Australia’s business regulator says it will take no action on a complaint made against the manufacturers of hot-air hand dryers used in male public toilets.
In May this year Brisbane man Gus Crotum (pictured) lodged a complaint with the Australian Competition and Consumer Commission citing 637 instances over three months when a hot-air dryer in a male public toilet did not work.
“For years I have been using public dunnies to have a leak or, on the odd occasion, drop a few bombs on Baghdad,” Mr Crotum told The Bug.
“Previously these so-called ‘conveniences’ had dispensers on their walls offering paper towels for drying your hands after you washed them. We can all remember the bin overflowing with the crumpled sheets.
“But because of concerns about cutting trees down, they then brought in those ‘endless’ cloth dispensers; you know, the ones on a loop that started out whitish and smelled of disinfectant and were black and just smelly by the end of a day, especially when really tall blokes thought that was where you wiped your arse. Foreign visitors, mainly. Tall Scandinavians, I believe.
“Now, of course, almost every male toilet has an electric-powered air blower. I’m told these hot-air dryers were never a permanent feature in female loos after too many women tried to dry their, you know, lady bits on them. Foreign visitors, mainly. Tall Scandinavians, I believe.

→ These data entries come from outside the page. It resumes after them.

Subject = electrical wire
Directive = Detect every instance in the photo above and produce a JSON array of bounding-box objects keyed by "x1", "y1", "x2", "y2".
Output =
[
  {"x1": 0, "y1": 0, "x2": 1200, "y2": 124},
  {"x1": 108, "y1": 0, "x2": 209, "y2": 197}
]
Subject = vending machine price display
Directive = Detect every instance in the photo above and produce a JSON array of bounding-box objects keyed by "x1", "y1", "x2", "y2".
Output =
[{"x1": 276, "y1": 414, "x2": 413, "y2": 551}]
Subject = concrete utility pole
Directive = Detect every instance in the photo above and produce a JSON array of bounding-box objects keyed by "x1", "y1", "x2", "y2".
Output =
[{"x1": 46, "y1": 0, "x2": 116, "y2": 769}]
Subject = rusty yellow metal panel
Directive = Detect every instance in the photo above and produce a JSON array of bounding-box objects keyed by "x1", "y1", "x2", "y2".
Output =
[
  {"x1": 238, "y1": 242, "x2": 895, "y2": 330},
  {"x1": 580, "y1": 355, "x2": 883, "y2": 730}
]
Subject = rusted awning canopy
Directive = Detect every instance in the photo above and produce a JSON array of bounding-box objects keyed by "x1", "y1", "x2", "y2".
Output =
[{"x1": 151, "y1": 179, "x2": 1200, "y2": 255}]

“The trouble is the hot hair hand dryers invariably don’t work. I can’t count the times I’ve spent standing in front of one hitting its big round button to no effect, or madly waving my hands underneath its nozzle waiting in vain for it to start.

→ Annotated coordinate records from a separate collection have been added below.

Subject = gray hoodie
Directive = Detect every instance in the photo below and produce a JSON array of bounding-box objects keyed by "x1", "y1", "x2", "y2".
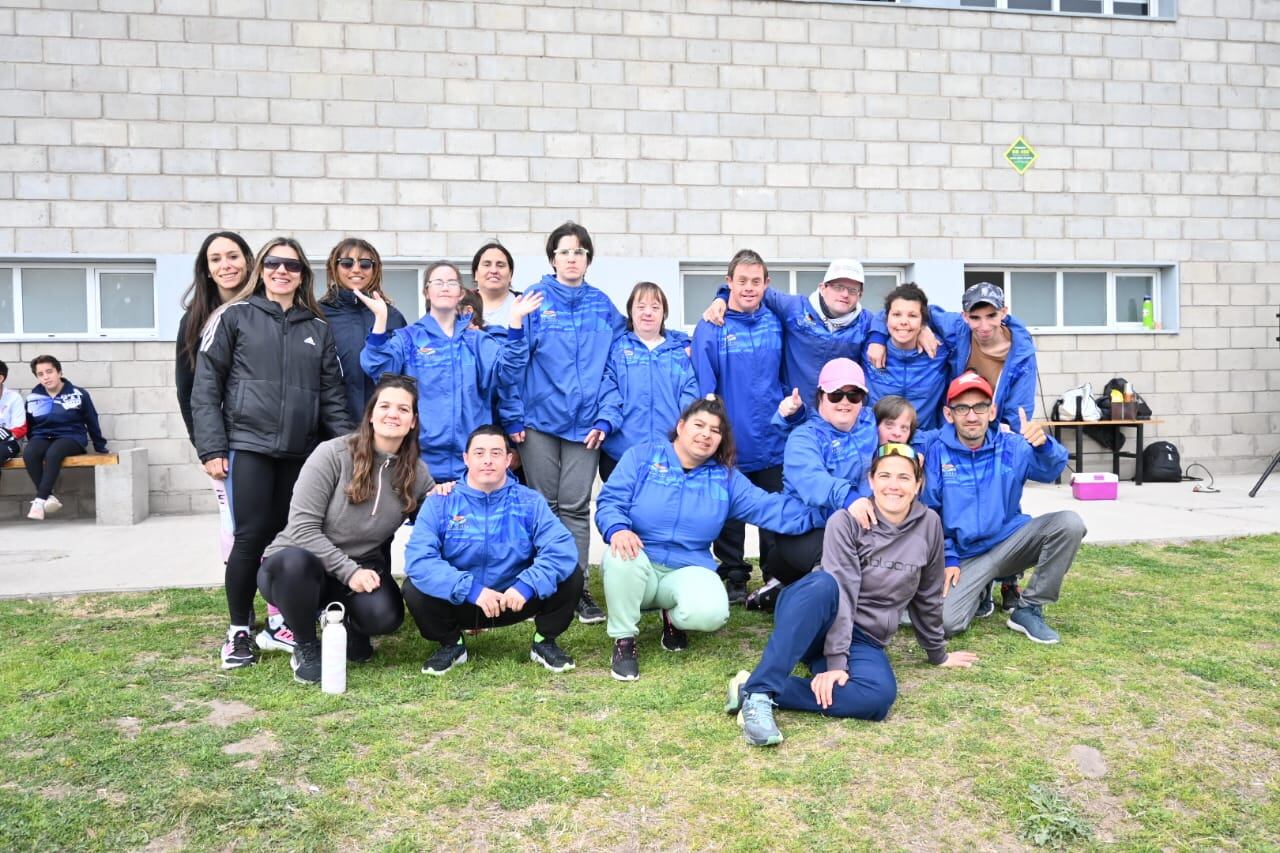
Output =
[
  {"x1": 822, "y1": 501, "x2": 947, "y2": 670},
  {"x1": 262, "y1": 435, "x2": 435, "y2": 583}
]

“I got so fed up that I decided I would start counting and I began keeping records of when and where one of those useless machines didn’t work.
“Not only that, I started to investigate the machines myself and was shocked at what I found. As I suspected, all of these machines are just a shell with no heater or fan and are not even connected to the power supply. They are just a branded metal shell fixed to a wall for show.

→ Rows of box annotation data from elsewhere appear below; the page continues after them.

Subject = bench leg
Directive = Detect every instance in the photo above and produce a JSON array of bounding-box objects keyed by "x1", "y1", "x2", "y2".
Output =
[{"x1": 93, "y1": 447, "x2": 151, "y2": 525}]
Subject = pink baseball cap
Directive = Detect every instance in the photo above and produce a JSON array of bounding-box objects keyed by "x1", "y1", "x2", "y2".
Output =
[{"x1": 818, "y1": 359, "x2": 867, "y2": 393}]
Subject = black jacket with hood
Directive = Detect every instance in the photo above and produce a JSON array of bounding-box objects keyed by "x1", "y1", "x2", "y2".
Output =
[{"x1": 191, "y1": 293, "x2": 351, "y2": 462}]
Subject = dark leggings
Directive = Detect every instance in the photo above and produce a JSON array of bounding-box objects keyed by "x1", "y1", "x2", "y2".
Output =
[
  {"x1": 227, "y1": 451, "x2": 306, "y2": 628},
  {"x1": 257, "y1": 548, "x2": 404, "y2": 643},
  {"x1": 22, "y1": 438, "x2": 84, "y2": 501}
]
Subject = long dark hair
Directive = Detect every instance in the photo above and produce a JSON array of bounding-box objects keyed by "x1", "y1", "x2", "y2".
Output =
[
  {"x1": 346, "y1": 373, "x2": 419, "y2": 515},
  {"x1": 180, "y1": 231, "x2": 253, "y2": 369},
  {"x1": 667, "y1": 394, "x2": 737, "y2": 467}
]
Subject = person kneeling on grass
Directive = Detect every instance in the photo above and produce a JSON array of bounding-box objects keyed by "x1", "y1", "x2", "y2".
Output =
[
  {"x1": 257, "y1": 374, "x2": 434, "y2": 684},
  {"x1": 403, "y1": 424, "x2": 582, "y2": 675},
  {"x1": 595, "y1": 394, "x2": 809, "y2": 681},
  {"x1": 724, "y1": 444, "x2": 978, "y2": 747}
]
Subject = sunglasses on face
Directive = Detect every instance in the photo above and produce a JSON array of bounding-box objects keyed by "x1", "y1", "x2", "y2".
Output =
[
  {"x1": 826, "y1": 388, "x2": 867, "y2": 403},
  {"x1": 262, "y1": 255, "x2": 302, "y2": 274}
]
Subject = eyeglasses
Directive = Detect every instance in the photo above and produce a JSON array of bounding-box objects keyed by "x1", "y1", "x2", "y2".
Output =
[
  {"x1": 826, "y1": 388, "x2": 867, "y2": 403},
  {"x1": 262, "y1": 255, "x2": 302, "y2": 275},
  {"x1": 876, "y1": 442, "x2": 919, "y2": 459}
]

“In addition, research I undertook found that one major overseas supplier of the machines even markets a model with a permanent ‘out of order’ sign attached.
“After I found all this, I lodged a complaint with the ACCC because I figured it was a consumer issue. If someone offers you the use of a product or service, like a hand dryer, and it doesn’t work they should be held accountable.”
Mr Crotum said he was bewildered when the ACCC responded to his complaint saying no action would be taken.
“I really don’t know what my next step might be,” he said. “Aren’t there consumer laws about products being fit for purpose and items meeting reasonable expectations of consumers?”
A spokesperson for the ACCC told The Bug Mr Crotum’s case was closed and would not be revisited.
The Bug asked the spokesperson if the commission’s decision was influenced by the fact the air blowers were offered as a free service in public toilets and because consumers like Mr Crotum did not pay, they could not claim they had been misled or sustained any form of loss.
“No, that’s not it,” the spokesperson said, “we just couldn’t give a shit.”